Por intervención de un tío sacerdote, canónigo de la catedral de Gerona, los dos niños ingresaron internos en el colegio salesiano de la capital (1930-1934). El curso siguiente inicia el aspirantado en el Tibidabo y lo continúa en Sant Vicenç dels Horts (1934-1936). Acabada la guerra, volvió a Sant Vicenç dels Horts, terminó el aspirantado y comenzó el noviciado en Gerona, donde hizo la profesión religiosa, el 15 de agosto de 1941. Cursa allí también los estudios de filosofía, realiza el trienio práctico en Alcoy, inicia los estudios de teología en Carabanchel Alto y es ordenado sacerdote en Madrid, el 29 de junio de 1950.
Trabaja como consejero, catequista y prefecto en Pamplona, Huesca, Mataró y en Tremp. Tras el curso de perfeccionamiento en Urnieta (1977-1978), que hubo de interrumpir porque se le detectó un tumor canceroso, sufrió cuatro intervenciones quirúrgicas y le sobrevino una grave trombosis flebítica, que pasó a ser crónica.
Siguió desempeñando diversas responsabilidades en Sarrià-Santo Ángel, Sabadell, Rocafort y Mataró. En Mataró vivió el gran cambio: desde los bonancibles primeros años sesenta, que siempre añoró, hasta los marcados por las inquietudes postconciliares y de la primera transición política. Además tuvo que enfrentarse a las necesidades materiales, que comportaban la aplicación de la reforma escolar y la desaparición gradual del antiguo internado: nueva iglesia, nueva portería, nuevos despachos, urbanización del patio de deportes, la piscina…

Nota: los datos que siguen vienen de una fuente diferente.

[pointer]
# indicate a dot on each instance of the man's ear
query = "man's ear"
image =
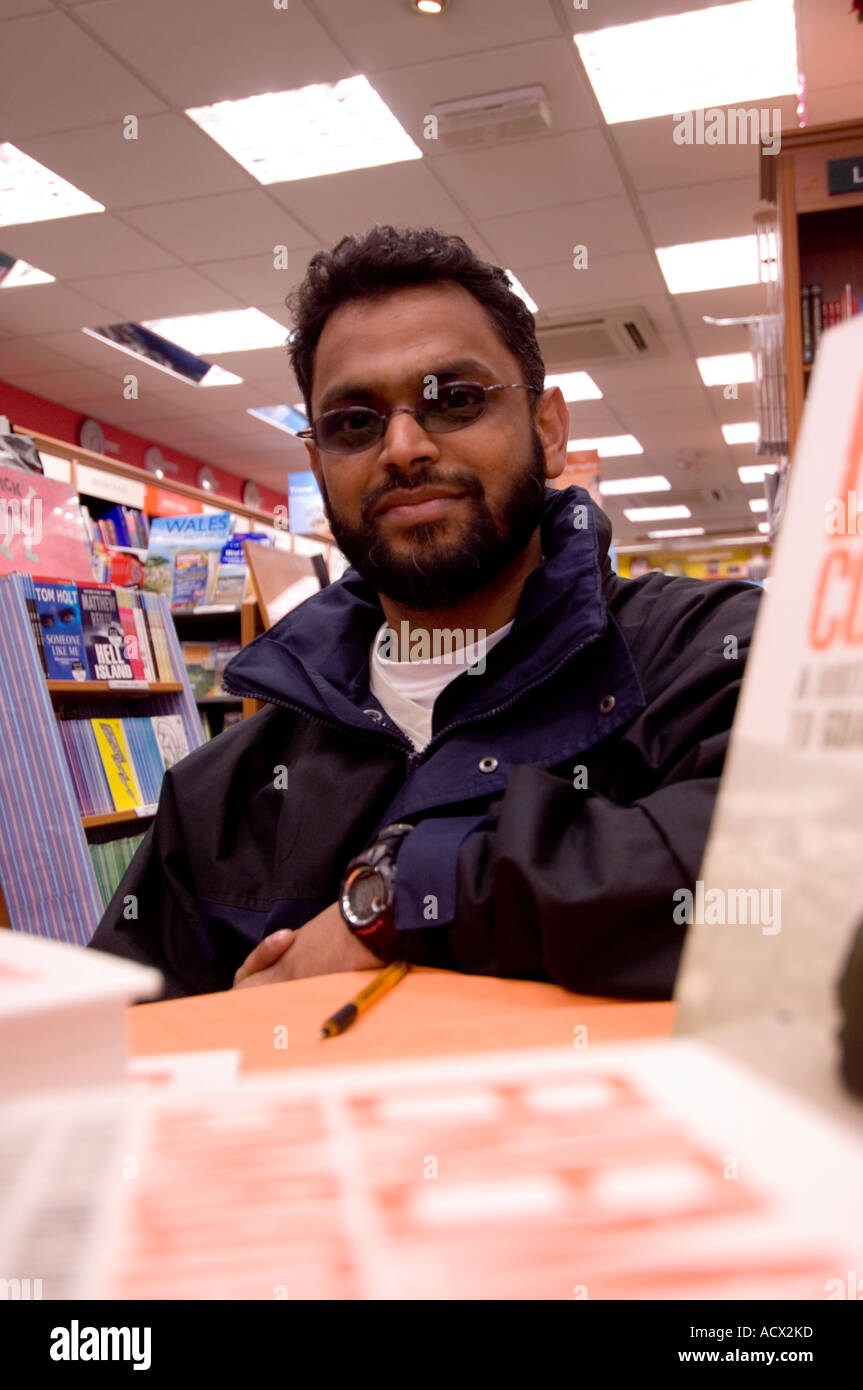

No fue nada extraño que se sintiera cansado, pero encontró un campo de apostolado a la medida de sus fuerzas como vicario parroquial, consiliario de los cursillos de cristiandad y encargado de ADMA. Se entregó a ello con gran ilusión, generosidad y amor preferente a los pobres y necesitados. En los últimos años, tras cierta mejoría en su salud, ejerció puntual en la iglesia de Rocafort su ministerio en el sacramento de la reconciliación, y atendió al grupo de cooperadores.
Ya enfermo, recaló en la enfermería de la residencia de Ntra. Sra. de la Mercè de Martí-Codolar, donde murió el 9 de enero de 1998, a los 75 años de edad.
El cargo de administrador parecía el más adaptado a su talante ordenado y detallista, pulcro y digno en el trato, atento con todos, sobre todo con los más sencillos y el personal de servicio. Gran aficionado a la poesía, escribió unos 1.380 poemas, para personas de buena voluntad.